John Ward

No. 72, 73
- Positions: Center, Guard, Defensive end

Personal information
- Born: May 27, 1948 Enid, Oklahoma, U.S.
- Died: December 4, 2012 (aged 64) Oklahoma City, Oklahoma, U.S.
- Listed height: 6 ft 4 in (1.93 m)
- Listed weight: 258 lb (117 kg)

Career information
- High school: Will Rogers (Tulsa, Oklahoma)
- College: Oklahoma State (1966-1969)
- NFL draft: 1970: 1st round, 25th overall pick

Career history
- Minnesota Vikings (1970–1975); Chicago Bears (1976); Tampa Bay Buccaneers (1976);

Awards and highlights
- Consensus All-American (1969); First-team All-Big Eight (1969); Second-team All-Big Eight (1968);

Career NFL statistics
- Games played: 78
- Games started: 16
- Fumble recoveries: 1
- Stats at Pro Football Reference

= John Ward (American football, born 1948) =

American football player (1948–2012)

John Henry Ward (May 27, 1948 – December 4, 2012) was an American professional football player who was a center, defensive end and guard in the National Football League (NFL) from 1970 to 1976 for the Minnesota Vikings, the Chicago Bears and the Tampa Bay Buccaneers.
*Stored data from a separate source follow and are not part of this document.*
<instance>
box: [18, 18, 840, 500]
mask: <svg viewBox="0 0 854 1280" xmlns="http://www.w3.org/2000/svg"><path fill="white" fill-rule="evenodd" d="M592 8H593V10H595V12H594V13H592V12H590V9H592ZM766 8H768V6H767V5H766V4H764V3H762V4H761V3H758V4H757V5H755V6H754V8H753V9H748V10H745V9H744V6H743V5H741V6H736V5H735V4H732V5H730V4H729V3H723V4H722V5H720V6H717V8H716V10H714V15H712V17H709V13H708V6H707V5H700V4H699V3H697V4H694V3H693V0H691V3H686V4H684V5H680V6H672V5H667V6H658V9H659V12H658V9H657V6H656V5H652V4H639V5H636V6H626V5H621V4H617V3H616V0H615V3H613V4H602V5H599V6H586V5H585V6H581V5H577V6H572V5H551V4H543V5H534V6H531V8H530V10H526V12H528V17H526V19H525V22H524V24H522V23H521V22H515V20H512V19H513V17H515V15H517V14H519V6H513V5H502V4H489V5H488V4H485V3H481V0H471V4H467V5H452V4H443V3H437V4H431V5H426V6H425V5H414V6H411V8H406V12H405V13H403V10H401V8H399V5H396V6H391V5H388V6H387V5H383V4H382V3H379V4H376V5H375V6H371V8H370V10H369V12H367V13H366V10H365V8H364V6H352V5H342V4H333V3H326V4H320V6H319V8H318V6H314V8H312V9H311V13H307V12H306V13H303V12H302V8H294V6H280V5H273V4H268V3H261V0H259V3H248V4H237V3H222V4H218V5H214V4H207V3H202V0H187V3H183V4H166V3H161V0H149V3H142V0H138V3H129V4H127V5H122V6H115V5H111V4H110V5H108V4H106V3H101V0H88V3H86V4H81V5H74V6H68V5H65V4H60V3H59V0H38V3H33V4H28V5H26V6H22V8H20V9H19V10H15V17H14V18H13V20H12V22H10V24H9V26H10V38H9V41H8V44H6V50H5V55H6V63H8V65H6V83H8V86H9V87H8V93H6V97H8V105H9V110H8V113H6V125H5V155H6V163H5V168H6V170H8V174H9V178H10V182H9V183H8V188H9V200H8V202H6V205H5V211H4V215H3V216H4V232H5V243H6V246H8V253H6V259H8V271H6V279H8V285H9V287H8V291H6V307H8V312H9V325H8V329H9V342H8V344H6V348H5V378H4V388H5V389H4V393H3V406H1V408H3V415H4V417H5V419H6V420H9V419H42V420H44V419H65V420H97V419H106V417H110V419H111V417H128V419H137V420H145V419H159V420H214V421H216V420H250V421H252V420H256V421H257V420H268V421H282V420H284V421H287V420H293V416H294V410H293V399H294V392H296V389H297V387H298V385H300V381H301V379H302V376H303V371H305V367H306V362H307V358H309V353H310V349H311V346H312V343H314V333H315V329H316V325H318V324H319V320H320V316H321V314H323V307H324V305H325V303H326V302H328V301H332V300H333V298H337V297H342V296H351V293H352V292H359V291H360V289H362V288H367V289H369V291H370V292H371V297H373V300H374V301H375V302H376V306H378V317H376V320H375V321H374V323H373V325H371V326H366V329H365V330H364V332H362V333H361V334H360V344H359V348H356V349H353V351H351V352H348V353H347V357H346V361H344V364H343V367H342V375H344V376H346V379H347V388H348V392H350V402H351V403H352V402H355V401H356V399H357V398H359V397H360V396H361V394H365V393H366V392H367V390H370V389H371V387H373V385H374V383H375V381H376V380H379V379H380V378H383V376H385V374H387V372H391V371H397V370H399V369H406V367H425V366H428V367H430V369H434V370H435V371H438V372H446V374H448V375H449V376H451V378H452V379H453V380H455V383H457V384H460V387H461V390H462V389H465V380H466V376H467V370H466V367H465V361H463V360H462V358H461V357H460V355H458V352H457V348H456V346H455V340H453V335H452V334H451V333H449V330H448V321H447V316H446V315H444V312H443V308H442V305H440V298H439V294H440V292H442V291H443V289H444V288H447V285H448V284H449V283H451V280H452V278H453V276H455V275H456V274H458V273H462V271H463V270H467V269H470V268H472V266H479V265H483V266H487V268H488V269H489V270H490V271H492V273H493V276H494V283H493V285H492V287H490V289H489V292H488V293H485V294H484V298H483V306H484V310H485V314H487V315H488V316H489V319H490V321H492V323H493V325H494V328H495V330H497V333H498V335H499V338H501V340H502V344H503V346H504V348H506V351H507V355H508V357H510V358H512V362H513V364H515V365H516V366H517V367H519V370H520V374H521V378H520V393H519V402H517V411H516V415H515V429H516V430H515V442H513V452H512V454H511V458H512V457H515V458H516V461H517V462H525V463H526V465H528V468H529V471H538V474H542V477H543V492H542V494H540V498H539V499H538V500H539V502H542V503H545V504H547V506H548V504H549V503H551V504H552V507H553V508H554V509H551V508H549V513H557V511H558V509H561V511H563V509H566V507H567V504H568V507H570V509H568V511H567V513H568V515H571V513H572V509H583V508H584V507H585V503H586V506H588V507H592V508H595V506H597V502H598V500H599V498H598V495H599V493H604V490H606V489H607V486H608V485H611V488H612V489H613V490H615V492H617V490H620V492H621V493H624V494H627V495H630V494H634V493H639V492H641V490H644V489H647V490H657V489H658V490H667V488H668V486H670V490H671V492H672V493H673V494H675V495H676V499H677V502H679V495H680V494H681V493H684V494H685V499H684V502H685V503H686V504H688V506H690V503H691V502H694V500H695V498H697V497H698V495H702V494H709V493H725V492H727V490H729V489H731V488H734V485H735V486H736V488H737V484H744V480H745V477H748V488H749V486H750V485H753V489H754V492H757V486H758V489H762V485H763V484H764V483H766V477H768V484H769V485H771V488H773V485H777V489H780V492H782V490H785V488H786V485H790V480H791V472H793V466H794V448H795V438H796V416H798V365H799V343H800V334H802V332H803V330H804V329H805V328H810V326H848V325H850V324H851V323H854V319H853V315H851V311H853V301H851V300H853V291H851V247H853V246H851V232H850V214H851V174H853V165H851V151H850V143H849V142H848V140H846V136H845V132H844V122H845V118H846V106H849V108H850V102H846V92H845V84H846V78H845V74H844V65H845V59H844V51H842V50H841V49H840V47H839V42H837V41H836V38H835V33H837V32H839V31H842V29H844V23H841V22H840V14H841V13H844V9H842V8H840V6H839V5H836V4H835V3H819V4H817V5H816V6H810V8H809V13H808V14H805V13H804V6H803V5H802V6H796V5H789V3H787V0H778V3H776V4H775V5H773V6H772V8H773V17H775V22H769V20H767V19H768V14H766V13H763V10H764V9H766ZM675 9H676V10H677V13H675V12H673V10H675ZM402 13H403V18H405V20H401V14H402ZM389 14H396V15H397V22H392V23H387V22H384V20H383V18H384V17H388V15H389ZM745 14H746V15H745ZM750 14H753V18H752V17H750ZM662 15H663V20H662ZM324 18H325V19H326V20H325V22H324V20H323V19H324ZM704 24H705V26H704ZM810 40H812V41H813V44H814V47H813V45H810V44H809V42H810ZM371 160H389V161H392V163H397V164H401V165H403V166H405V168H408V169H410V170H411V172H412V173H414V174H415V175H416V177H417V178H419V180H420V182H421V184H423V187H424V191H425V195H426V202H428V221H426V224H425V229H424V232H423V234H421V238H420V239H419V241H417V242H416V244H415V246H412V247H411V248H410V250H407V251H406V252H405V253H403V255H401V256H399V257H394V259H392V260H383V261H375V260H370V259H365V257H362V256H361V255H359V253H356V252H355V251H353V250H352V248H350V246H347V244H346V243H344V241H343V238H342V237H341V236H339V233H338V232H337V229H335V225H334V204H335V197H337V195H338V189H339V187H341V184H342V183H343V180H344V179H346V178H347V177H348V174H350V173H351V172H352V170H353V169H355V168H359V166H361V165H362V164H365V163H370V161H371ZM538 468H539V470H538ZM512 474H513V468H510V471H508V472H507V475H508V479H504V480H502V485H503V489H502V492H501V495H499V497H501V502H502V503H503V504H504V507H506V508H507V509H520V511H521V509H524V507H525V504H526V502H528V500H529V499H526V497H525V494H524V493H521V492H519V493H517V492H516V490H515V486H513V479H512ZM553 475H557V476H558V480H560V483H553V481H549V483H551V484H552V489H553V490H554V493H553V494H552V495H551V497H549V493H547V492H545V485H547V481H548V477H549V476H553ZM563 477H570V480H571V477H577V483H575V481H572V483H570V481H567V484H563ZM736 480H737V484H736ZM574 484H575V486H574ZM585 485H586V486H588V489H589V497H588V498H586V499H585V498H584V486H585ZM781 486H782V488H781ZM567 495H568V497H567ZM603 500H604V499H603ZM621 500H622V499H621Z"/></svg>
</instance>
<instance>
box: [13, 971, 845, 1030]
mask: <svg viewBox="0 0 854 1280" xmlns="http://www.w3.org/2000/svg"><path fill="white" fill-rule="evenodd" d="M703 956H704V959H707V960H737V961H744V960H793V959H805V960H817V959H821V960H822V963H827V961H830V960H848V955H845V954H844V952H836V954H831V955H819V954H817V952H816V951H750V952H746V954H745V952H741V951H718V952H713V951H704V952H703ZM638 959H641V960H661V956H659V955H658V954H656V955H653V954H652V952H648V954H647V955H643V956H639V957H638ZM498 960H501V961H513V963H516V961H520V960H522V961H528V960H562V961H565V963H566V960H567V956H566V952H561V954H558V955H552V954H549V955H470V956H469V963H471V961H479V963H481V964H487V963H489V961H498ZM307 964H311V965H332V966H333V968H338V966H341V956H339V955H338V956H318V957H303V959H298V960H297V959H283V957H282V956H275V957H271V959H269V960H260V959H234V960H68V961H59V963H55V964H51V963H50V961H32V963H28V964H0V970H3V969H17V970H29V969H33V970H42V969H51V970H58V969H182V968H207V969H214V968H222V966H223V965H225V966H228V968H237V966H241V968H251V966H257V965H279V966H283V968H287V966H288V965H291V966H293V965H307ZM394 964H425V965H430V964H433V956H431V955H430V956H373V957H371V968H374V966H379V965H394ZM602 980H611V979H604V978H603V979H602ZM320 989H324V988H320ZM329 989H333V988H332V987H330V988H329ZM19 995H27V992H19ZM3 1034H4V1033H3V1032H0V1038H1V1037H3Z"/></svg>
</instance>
He played high school football at Will Rogers High School in Tulsa, Oklahoma, and college football for the Oklahoma State Cowboys and was the Vikings' first round pick in the 1970 NFL draft. Ward was also a wrestler at Oklahoma State, where he earned NCAA All-American honors in 1969. Ward died of cancer on December 4, 2012.